When we drove out into the country to pick her up one chilly fall day two years ago, we were thinking of a companion for the boy in the house, someone to play fetch and follow a bike down the road and be glad when he got home from school. We are thinking of your normal, everyday, run-of-the-mill dog, the kind in a Norman Rockwell illustration.

What we got was the bondage of love and a reminder of the chains that tether us to the porch posts of our lives.

Yes, we keep her chained. She has a clothesline run in the back yard and a short chain outside the front door. She prefers to be always at the outer limit of her chain, straining to reach the experience just beyond her nose. Other dogs come by to tease her. They mill around and tumble over each other two feet beyond her reach. Rarely, only rarely, does she have the pleasure of a mutual sniff.

It is spring now, and exquisite scents drift by her beautiful, quivering nose. There are birds and squirrels and cats out there, and creatures burrowing in the ground, and people walking past who smell of other dogs. She reads the daily newspaper from afar, partaking of all the events of the world through the faint odors that come her way.

Sometimes the allure of that world is just too much for her and she barks and pulls against the chain, paying no attention to the choke collar tightening on her neck. She does not seem to remember about the chain at these times.

Had we not chosen her, she might have lived out her days a country dog, roaming the fields, nipping at the heels of cattle and scattering the chickens. I don't think she would have made it as a farm dog, helping out. She would have gone her own way, angering people by her intransigence, disarming them with her warm tongue and demand to be close, to be petted, to be part of the human pack.

But we chose her. She was timid and tried to hide between her enormous mother's legs there in the littered yard where she was born. At 12 weeks she came into a city house and ate two holes in the living-room rug. But we forgave her. She chewed her way through sneakers and shoes, but we forgave her. She made puddles everywhere, but we forgave her. She jumped into the boy's bed and settled into a nest among the blankets, and we let her stay.

Which one is coddled, the boy or the dog?

In short, we bowed to her dogginess and didn't know how to train away her wild and demanding spirit. The affection that she craves, we give willingly. We carry dog hair to all the worlds we visit.

I feed her tidbits because it gives me pleasure. She is captive to my delight in her, and I am captive to the light of life that moves in her vigorous little body and reaches to me from her small and homely eyes.
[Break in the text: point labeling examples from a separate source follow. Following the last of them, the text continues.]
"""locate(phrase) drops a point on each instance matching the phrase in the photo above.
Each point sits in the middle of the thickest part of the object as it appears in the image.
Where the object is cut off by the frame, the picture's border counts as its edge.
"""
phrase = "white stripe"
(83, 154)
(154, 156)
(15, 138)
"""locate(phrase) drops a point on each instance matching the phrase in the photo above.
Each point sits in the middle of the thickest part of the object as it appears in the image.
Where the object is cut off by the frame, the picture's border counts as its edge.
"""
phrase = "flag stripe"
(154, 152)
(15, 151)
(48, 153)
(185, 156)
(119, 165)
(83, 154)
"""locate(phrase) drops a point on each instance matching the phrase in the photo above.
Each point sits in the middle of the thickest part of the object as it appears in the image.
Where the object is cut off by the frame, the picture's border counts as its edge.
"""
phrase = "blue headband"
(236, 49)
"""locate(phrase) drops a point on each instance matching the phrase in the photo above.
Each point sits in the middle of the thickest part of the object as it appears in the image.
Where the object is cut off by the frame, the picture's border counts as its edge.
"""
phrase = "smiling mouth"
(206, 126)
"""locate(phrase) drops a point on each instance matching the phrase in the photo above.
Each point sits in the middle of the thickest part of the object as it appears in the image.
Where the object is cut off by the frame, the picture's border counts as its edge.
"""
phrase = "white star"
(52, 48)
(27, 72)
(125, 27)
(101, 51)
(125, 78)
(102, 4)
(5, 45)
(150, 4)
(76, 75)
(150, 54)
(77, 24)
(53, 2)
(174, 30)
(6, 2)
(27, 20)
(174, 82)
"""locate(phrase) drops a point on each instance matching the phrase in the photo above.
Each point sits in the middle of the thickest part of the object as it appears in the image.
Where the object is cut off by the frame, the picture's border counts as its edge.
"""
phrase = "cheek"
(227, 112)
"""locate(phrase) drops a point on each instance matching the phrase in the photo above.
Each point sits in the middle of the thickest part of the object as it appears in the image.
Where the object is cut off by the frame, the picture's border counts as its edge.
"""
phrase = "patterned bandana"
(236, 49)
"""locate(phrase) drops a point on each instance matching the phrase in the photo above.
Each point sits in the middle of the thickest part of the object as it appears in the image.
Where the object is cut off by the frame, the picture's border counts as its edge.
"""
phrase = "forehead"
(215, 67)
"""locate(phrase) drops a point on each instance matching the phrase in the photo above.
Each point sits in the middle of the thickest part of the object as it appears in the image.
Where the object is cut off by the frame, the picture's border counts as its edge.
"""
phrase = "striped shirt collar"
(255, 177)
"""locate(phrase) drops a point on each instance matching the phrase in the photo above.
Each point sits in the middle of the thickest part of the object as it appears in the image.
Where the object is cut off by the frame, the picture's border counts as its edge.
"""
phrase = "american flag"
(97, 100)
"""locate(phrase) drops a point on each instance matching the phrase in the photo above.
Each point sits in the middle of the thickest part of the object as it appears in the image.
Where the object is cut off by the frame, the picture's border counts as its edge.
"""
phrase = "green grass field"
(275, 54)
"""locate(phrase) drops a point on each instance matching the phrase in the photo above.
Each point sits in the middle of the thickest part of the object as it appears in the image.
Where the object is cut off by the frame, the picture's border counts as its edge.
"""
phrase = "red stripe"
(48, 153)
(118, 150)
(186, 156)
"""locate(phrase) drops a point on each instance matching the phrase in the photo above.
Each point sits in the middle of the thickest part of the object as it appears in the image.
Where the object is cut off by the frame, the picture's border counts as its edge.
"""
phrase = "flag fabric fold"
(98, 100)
Spring is, as Robert Frost wrote, the mischief in me. I walk out of each glorious morning into the office building and feel the chokechain tightening on my neck. It's too beautiful a day to be indoors. That is the morning greeting, and we are all in accord.

Who came into the morning of our lives and chose for us these porch posts? Who forgave us for our puppyhood and let us grow to dog's estate, reading the daily news from afar, partaking of all the events of the world through the faint words that come our way? Who decreed that the chain is destiny, and to pull against it painful, but we must pull?

Just once, I would like to let Buffy run where she would. But i Won't. She would dig up a flower bed here and frighten a child there and attack the mailman. She would scatter damage in her path as lightly as she sheds her hair, and with as little regard for the consequence.

Anarchy is not safe for dogs or people.

That is why we settle upon the mixed blessings of chains of love and responsibility. I'm glad Buffy can't understand that and learn to pull less hard against her fate.

She teaches me to do the same -- to live at the end of my own rope, sniffing the fresh breeze for the scent of new and wonderful life, aspiring to break loose and run free, unmindful of the collar.